//****************************************************************************//
//******************** First Day - January 7th, 2020 ************************//
//**************************************************************************//
- Professor Vuduc is here! I have no idea why, since he isn't the listed professor, but I'll take it!
- ...possibly because Toby Isaac is a first-time professor here?
- "And now, since you've signed up for this class, here's some targeted advertising from Professor Vuduc!"
- Apparently Professor Vuduc is building an undergraduate team to compete in the Supercomputing Cluster Competition, where students compete to build their own cluster and run it with a bunch of crazy tests (cutting power mid-run, power limits, etc.)
- This WILL count as a VIP if you have time, so yay!
- "I do NOT assume you have supercomputing experience for this VIP; instead, we'll teach you what you need to know as long as you have a core programming base"
- ALSO: there's an ungraded self-assessment quiz on Canvas. Please do it! If you're struggling, I'd recommend reading up on your algorithm notes
--------------------------------------------------------------------------------
- Alright, logistics!
- First up, office hours!
- Professor Isaac has office hours from 1-2pm on Tuesday, in CODA S1323
- Jinwoo Go is our TA, and'll have office hours Wednesday 1-2pm in Klaus 1361 (the common area)
- Prerequisites-wise, I assume you've taken some undergraduate class in algorithms analysis; "we won't do anything crazy, but you will have to analyze runtimes"
- There are NO required textbooks - "computing moves too fast, so what's the point?"
- Instead, all readings we expect you to do will be posted online
- Grading wise, the breakdown is:
- 20% homeworks
- 20% programming assignments (using MPI, a parallel library)
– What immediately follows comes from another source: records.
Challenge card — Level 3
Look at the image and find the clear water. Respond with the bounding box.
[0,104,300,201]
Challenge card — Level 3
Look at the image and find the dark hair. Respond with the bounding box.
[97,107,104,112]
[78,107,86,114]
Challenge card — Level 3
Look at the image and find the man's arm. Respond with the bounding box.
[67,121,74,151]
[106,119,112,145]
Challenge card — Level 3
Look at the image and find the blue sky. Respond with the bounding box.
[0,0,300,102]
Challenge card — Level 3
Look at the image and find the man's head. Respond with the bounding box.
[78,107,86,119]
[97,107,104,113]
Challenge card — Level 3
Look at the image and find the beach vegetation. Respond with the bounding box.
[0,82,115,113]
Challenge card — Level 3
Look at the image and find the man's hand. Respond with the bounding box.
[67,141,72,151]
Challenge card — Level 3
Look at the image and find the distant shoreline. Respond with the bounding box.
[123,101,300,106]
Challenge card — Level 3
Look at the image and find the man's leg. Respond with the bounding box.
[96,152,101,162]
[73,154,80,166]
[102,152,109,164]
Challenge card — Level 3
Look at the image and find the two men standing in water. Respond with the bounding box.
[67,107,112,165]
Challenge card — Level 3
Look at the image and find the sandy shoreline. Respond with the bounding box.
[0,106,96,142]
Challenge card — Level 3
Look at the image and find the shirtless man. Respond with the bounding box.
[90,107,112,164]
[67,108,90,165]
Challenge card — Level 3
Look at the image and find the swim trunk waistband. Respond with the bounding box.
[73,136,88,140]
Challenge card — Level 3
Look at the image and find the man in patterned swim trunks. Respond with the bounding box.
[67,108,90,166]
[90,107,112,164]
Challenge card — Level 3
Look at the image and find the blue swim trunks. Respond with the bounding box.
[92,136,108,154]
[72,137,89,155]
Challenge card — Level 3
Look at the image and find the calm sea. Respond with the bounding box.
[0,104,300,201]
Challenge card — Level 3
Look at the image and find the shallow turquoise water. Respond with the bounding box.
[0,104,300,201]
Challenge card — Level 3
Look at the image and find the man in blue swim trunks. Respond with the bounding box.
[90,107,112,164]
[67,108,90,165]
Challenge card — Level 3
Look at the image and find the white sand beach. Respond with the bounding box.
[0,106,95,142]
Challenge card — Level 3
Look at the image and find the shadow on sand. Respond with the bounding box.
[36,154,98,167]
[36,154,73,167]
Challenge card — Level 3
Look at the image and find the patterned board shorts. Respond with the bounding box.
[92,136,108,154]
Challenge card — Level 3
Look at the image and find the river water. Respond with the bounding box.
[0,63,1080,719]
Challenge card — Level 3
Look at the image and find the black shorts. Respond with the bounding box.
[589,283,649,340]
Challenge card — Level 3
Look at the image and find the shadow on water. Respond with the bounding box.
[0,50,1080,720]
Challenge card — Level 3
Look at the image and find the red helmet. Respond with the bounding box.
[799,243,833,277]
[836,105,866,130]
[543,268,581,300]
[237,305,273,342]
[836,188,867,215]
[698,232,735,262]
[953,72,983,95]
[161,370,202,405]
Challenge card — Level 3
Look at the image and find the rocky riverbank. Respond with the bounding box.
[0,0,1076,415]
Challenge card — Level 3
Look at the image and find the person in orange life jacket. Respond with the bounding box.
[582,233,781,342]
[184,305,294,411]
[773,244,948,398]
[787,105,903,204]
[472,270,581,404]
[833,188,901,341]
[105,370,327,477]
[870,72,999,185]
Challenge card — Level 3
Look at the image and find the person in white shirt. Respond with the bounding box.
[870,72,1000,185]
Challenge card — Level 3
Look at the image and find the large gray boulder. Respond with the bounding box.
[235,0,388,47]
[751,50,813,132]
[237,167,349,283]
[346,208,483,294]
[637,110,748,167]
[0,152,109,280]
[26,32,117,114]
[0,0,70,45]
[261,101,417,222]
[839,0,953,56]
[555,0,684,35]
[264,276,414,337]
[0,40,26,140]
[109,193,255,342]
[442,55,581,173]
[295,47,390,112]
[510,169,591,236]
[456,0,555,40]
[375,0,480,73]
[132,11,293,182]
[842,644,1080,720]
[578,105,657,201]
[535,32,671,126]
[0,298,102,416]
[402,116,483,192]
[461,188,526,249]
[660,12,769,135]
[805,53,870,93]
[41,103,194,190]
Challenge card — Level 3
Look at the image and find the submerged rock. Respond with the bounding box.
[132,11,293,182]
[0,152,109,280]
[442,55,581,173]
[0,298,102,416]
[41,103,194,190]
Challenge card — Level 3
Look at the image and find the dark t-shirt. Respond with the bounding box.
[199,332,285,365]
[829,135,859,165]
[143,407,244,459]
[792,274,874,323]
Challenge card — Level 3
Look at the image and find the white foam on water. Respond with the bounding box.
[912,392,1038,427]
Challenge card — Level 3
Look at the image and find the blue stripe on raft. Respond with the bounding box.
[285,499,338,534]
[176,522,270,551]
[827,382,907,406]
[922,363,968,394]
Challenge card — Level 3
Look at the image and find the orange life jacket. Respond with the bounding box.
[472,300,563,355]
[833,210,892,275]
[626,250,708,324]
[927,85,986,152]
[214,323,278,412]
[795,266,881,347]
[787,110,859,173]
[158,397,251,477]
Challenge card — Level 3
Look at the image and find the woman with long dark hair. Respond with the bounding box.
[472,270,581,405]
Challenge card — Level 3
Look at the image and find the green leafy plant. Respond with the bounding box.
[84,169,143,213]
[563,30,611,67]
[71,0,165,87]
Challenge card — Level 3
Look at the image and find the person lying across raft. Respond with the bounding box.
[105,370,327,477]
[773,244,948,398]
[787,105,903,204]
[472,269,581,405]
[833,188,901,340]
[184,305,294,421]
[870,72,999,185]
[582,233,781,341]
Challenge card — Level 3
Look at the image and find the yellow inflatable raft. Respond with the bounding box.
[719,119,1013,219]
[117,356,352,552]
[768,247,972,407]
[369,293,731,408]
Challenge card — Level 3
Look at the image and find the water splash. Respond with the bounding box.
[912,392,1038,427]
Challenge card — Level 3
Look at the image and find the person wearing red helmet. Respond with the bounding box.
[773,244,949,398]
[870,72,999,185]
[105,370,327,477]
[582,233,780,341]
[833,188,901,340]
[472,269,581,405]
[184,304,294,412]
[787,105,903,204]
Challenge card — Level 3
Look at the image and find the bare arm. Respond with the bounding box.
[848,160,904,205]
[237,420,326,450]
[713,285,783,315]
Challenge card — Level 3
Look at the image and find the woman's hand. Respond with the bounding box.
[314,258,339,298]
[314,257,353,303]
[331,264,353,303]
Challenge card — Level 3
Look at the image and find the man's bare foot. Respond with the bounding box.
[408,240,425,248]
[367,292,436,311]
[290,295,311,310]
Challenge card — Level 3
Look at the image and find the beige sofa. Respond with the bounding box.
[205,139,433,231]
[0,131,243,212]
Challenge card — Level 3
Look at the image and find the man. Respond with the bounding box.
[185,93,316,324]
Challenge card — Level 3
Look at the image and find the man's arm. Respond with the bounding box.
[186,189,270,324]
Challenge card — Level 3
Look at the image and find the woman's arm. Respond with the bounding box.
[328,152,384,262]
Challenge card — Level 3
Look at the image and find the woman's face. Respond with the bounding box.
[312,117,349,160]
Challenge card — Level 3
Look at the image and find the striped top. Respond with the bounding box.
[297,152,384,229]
- 15% for EACH of our 2 midterms
- 30% for the CUMULATIVE final exam
- Homework-wise, you are allowed to discuss ideas with other people, but can't share source code
- For other homeworks, you ARE allowed to work with up to 2 other people, but have to name them as such on your homework - and if they don't name YOU, there'll be issues
- Alright, so let's start off with a question: what IS parallel computing?
- Let's assume we have our super-awesome (and awesomely-named) algorithm, "f(x)"
- To run this algorithm, our computer needs to consume resources, like time, energy, and money - but it already works!
- The fundamental problem of high-performance computing is to ask "okay, this algorithm works, but is it GOOD?"
- Annoyingly, in the real world, this answer depends on what computer we're running something on; O(n^2) might be perfectly fine on our super-powerful desktop, but be WAY too slow on an embedded system
- In your previous algorithms class, you probably worked in theory-land and ignored those, and pretended everything ran on a single-threaded ideal Turing machine
- For our purposes, here, "good" means that this algorithm not only works, but completes in a reasonable amount of time for our purposes, doesn't use more memory than we have, and consumes a reasonable amount of power
- In this class, then, we'll assume we're working with a computer that has PARALLELISM, i.e. it can run multiple operations at the same time
- Multi-core processors have become the norm these days, since we had a problem: as we made single cores faster, they consumed increasingly more power and produced increasingly more heat, eventually making heat a HUGE problem
- So, instead, people decided to put MORE cores on a single processor, rather than just making the individual cores faster
- So, we've got these parallel computers - what can we do with them?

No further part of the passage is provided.